Почти все время дорога ведет ее через торговый квартал, здесь никогда, кроме только воскресений, не бывает пустынно, а сегодня он кажется еще теснее и радостно оживленнее, чем обычно. А может быть, все эти люди получили в подарок сумочки, видимые или невидимые сумочки, и теперь торопятся поблагодарить дарителей; Мелитта, пробираясь вперед, размахивает своей сумочкой, не только чтобы показать, что она ко всем этим остальным людям тоже принадлежит, но и затем — и это важнее, чтобы все могли увидеть, что ее сумочка — самая великолепная. Иногда она останавливается у витрин, особенно если там есть зеркала, в которых она может рассматривать себя и свою сумочку, а если Мелитта подходит к витрине, где выставлены сумочки — они лежат группами или на отдельных стеклянных подставках, то сравнивает их одну за другой со своей сумочкой, которая, конечно же, всех лучше; хотя все это отнимает время и горькая сладость ожидания обостряется до предела. И теперь, когда она наконец стоит на тихой вокзальной площади, ей бы хотелось еще раз повторить всю игру — так это было прекрасно. Но ведь радостно-зыбкая граница между сладостью ожидания и горечью ожидания уже достигнута; если Мелитта вернется, чтобы еще раз начать игру с витринами, горечь станет невыносимой, и Мелитта не решается на это.
Дом по известному адресу скоро найден. Мелитта слегка разочарована: на дверной табличке стоит не его, а совсем чужое имя, и она совсем смущается, когда дверь открывает не он, а старая седая женщина в накрахмаленном чепчике горничной, смотрит неласково, резко спрашивает, что нужно, и на робкий вопрос о господине А. сразу хочет закрыть дверь.
— Господин А. придет домой только вечером.
— Ох, — вздыхает Мелитта, и слезы вскипают в ее глазах.
— Да в чем дело-то? — Это звучит мягче, и Мелитта снова набирается мужества.

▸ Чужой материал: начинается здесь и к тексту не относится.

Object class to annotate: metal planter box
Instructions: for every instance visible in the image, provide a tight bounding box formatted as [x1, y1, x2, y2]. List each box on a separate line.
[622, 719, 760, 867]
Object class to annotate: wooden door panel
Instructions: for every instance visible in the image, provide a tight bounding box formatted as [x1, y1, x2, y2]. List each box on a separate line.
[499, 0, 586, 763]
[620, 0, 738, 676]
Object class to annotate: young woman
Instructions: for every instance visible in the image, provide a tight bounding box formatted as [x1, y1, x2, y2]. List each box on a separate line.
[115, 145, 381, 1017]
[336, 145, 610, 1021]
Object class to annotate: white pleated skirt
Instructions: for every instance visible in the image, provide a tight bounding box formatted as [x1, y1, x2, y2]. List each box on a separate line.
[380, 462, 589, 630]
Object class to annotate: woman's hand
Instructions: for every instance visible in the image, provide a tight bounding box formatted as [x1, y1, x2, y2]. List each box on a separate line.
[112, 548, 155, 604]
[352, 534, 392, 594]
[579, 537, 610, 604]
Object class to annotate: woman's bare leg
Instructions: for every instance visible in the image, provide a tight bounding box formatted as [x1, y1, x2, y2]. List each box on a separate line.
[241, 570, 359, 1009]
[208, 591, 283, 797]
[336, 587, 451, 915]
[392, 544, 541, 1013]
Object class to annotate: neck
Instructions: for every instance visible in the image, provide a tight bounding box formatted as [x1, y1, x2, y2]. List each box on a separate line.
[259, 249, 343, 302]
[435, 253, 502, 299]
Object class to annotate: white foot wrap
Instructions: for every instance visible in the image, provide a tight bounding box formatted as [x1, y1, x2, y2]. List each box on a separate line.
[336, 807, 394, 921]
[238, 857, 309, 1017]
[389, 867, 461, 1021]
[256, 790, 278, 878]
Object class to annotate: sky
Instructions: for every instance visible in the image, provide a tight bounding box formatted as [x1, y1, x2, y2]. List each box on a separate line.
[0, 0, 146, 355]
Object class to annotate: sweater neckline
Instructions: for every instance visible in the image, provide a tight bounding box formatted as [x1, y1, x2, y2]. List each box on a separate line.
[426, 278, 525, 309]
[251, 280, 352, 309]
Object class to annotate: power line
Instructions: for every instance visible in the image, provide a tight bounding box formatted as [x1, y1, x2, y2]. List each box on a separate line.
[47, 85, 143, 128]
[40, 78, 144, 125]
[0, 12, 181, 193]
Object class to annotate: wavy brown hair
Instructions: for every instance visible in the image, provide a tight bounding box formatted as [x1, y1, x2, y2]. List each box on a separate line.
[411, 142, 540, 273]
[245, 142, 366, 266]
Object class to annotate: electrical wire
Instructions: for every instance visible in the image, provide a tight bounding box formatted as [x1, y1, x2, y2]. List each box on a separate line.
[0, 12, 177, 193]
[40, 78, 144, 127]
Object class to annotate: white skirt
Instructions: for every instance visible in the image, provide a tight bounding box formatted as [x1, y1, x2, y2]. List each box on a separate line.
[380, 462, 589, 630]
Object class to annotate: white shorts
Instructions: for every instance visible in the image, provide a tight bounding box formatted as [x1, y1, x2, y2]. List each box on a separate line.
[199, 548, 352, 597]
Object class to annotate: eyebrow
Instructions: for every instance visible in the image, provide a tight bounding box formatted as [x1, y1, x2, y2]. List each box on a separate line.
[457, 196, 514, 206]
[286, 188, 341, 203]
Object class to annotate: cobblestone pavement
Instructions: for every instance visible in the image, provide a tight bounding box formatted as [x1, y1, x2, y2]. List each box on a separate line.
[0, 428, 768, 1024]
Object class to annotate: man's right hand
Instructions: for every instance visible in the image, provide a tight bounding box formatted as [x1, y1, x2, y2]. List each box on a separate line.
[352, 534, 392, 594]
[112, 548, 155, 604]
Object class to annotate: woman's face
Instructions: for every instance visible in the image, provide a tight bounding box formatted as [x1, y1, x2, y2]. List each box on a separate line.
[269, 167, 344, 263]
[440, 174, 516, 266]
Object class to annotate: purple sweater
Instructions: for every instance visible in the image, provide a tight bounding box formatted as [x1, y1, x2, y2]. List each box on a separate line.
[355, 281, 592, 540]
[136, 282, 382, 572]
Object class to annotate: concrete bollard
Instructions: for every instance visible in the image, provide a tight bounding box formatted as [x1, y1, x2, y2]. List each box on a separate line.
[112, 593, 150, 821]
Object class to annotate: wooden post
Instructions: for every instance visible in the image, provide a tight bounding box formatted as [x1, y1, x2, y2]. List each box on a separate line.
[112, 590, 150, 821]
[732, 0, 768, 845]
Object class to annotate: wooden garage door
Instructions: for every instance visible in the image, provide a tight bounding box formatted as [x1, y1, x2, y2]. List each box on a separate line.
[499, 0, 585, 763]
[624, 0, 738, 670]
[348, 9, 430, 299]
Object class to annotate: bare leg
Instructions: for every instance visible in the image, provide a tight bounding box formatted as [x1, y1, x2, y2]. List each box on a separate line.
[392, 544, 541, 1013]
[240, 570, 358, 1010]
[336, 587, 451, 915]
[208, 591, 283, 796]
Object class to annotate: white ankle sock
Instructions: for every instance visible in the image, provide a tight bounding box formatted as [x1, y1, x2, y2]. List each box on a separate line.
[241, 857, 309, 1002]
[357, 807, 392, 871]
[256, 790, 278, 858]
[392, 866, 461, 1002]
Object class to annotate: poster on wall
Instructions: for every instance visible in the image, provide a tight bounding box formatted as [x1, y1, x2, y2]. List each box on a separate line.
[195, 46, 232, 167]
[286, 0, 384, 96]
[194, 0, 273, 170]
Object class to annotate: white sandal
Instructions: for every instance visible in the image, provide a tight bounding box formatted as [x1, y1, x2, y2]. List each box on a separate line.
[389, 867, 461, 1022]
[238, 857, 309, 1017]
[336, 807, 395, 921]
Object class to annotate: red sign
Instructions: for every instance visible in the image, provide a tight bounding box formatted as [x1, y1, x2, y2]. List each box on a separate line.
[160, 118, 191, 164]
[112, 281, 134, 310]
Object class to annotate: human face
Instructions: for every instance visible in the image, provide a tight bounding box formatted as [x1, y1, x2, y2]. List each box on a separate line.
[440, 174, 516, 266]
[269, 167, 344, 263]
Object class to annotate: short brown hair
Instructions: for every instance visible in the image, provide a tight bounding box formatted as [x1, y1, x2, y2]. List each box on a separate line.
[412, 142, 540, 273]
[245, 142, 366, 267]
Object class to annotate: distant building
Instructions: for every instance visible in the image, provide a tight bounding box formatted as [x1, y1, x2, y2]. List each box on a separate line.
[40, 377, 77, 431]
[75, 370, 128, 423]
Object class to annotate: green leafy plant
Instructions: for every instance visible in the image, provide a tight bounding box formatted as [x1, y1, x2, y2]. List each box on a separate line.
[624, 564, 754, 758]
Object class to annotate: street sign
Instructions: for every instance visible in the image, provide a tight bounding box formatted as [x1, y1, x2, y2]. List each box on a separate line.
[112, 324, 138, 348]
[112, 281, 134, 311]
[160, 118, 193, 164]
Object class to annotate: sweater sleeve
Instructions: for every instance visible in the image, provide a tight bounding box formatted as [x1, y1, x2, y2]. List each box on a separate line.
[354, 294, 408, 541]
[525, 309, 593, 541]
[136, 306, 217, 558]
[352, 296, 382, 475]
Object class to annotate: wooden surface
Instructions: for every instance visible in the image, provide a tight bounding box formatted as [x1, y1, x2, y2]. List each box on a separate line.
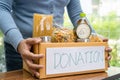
[0, 68, 120, 80]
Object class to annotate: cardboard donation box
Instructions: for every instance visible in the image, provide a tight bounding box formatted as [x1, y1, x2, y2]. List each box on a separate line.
[23, 14, 108, 79]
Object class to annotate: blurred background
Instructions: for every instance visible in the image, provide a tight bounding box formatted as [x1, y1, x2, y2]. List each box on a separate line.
[0, 0, 120, 72]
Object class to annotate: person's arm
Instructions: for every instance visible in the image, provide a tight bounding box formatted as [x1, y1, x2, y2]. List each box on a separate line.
[0, 0, 23, 50]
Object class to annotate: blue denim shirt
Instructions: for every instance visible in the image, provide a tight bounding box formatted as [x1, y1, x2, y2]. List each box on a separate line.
[0, 0, 94, 50]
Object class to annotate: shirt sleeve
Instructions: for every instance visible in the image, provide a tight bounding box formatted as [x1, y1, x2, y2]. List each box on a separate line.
[67, 0, 95, 32]
[0, 0, 23, 50]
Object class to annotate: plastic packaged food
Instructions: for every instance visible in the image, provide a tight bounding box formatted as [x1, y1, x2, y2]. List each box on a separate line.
[52, 28, 76, 42]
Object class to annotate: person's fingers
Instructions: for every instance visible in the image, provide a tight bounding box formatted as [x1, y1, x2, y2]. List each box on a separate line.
[26, 60, 43, 69]
[26, 38, 42, 45]
[22, 50, 44, 60]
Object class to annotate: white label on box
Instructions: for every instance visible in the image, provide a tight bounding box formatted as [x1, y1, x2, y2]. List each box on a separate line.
[46, 46, 105, 75]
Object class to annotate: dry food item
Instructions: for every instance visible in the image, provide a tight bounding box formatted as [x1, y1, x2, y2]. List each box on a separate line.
[52, 28, 76, 42]
[89, 33, 103, 42]
[76, 12, 91, 40]
[33, 13, 53, 37]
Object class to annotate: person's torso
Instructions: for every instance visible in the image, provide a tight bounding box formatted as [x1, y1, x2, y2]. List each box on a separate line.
[12, 0, 70, 38]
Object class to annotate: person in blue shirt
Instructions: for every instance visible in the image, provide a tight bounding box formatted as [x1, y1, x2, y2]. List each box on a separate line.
[0, 0, 111, 76]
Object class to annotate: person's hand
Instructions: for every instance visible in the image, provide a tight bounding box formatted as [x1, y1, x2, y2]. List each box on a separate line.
[102, 38, 112, 67]
[18, 38, 43, 77]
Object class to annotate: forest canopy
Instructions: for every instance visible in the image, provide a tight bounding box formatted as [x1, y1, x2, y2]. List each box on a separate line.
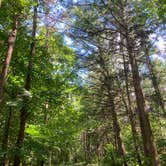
[0, 0, 166, 166]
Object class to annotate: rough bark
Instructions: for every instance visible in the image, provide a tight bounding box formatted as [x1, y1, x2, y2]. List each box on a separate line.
[2, 107, 12, 166]
[145, 48, 166, 115]
[126, 35, 160, 166]
[14, 0, 38, 166]
[110, 95, 128, 166]
[0, 16, 19, 103]
[122, 53, 142, 166]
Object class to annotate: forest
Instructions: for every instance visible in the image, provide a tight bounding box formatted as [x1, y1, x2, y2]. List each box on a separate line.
[0, 0, 166, 166]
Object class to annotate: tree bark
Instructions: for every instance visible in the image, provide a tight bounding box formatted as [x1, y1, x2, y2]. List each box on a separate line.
[110, 95, 128, 166]
[126, 35, 160, 166]
[2, 107, 12, 166]
[122, 52, 142, 166]
[145, 48, 166, 115]
[0, 16, 19, 103]
[14, 0, 38, 166]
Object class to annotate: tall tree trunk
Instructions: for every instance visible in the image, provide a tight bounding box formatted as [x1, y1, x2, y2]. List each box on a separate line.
[126, 35, 160, 166]
[0, 16, 19, 103]
[14, 0, 38, 166]
[109, 94, 128, 166]
[145, 47, 166, 115]
[122, 53, 142, 166]
[2, 107, 12, 166]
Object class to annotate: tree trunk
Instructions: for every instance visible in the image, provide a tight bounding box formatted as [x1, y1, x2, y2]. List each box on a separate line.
[122, 53, 142, 166]
[14, 0, 38, 166]
[0, 16, 18, 103]
[2, 107, 12, 166]
[110, 94, 128, 166]
[145, 48, 166, 115]
[126, 38, 160, 166]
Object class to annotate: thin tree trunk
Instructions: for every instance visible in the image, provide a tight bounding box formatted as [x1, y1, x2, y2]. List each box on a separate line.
[2, 107, 12, 166]
[145, 48, 166, 115]
[126, 38, 160, 166]
[123, 54, 142, 166]
[110, 95, 128, 166]
[14, 0, 38, 166]
[0, 16, 19, 103]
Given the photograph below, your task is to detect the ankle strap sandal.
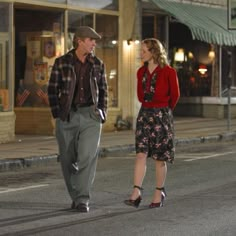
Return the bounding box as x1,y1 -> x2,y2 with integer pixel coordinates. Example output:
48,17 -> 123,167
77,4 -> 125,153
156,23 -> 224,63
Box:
134,185 -> 143,191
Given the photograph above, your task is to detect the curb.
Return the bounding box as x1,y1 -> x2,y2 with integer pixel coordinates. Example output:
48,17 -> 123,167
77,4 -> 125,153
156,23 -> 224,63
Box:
0,132 -> 236,172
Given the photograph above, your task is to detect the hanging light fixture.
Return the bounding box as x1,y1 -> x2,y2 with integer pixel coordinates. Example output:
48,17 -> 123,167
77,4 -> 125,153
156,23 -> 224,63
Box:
174,48 -> 184,62
208,44 -> 215,60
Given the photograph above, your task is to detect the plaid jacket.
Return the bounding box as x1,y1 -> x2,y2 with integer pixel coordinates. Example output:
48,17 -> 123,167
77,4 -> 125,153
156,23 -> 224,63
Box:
48,49 -> 107,123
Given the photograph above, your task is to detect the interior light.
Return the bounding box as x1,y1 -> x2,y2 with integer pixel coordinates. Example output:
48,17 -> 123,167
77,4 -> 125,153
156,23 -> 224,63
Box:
174,48 -> 184,62
198,65 -> 207,75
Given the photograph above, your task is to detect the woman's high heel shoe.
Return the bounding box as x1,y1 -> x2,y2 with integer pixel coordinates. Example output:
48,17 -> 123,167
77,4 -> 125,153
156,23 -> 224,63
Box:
149,187 -> 167,208
124,185 -> 143,207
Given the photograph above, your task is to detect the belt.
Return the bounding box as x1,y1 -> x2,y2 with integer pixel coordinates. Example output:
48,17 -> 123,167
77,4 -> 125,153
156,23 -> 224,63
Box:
72,103 -> 93,110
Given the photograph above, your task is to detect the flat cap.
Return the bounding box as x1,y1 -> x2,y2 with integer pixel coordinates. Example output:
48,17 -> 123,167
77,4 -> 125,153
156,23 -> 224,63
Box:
75,26 -> 101,39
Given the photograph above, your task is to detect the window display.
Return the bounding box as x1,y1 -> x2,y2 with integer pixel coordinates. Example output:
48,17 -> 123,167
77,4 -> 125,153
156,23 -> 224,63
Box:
15,10 -> 64,107
0,3 -> 11,112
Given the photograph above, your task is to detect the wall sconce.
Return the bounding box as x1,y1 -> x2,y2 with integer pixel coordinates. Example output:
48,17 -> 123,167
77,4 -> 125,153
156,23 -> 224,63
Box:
208,45 -> 215,60
198,65 -> 207,75
174,48 -> 184,62
127,38 -> 132,45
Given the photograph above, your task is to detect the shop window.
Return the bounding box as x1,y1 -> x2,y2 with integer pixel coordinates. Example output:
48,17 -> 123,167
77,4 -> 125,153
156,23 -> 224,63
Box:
0,3 -> 11,112
67,11 -> 93,50
96,14 -> 118,107
169,23 -> 215,97
67,0 -> 119,11
142,13 -> 166,42
221,47 -> 236,97
15,9 -> 64,107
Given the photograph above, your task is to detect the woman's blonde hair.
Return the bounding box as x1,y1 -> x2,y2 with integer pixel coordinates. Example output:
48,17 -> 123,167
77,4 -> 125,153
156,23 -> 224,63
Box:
142,38 -> 169,68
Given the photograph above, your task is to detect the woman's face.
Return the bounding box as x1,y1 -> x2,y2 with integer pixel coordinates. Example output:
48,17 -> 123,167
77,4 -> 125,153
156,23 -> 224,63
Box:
141,43 -> 153,62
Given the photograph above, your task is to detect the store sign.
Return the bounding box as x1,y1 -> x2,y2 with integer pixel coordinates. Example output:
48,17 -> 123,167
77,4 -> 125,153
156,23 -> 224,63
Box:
228,0 -> 236,29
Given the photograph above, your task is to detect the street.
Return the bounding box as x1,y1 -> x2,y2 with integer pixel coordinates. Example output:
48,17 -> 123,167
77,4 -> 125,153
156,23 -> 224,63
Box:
0,142 -> 236,236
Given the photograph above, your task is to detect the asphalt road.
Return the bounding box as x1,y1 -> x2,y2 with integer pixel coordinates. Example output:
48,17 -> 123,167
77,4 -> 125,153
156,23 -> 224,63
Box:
0,143 -> 236,236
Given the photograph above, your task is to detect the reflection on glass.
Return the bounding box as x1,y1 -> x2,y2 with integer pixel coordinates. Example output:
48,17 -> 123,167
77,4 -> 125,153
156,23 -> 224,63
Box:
67,0 -> 119,11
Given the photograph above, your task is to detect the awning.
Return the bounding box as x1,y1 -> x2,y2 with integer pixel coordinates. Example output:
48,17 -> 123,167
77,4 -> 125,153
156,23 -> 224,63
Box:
151,0 -> 236,46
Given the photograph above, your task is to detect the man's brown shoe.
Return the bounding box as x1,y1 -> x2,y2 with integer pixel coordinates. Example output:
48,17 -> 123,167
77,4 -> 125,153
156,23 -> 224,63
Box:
75,203 -> 89,213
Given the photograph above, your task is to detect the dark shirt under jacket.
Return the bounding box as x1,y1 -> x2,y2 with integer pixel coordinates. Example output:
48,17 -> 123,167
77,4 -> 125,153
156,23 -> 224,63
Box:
73,52 -> 93,107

— Я должна принести ему ответ.
— Ответ? От кого?
— От меня.
Старуха в дверях улыбается беззубым ртом:
— Кто же кого посылает? Или вы сами остались дома?
Мелитта непонимающе уставилась на старуху и снова готова расплакаться. Улыбка старухи сменилась усмешкой:
— Так что же там случилось с ответом? Я что-то не понимаю.
Мелитта хотела бы объяснить, но у нее ничего не получается. А ведь объяснить необходимо, она же должна оправдаться, и, так как это для нее очень важно, ее вдруг осеняет: она открывает сумочку, открывает ее очень широко — зачем скрывать то, чем она так гордится? — и протягивает старой женщине письмо.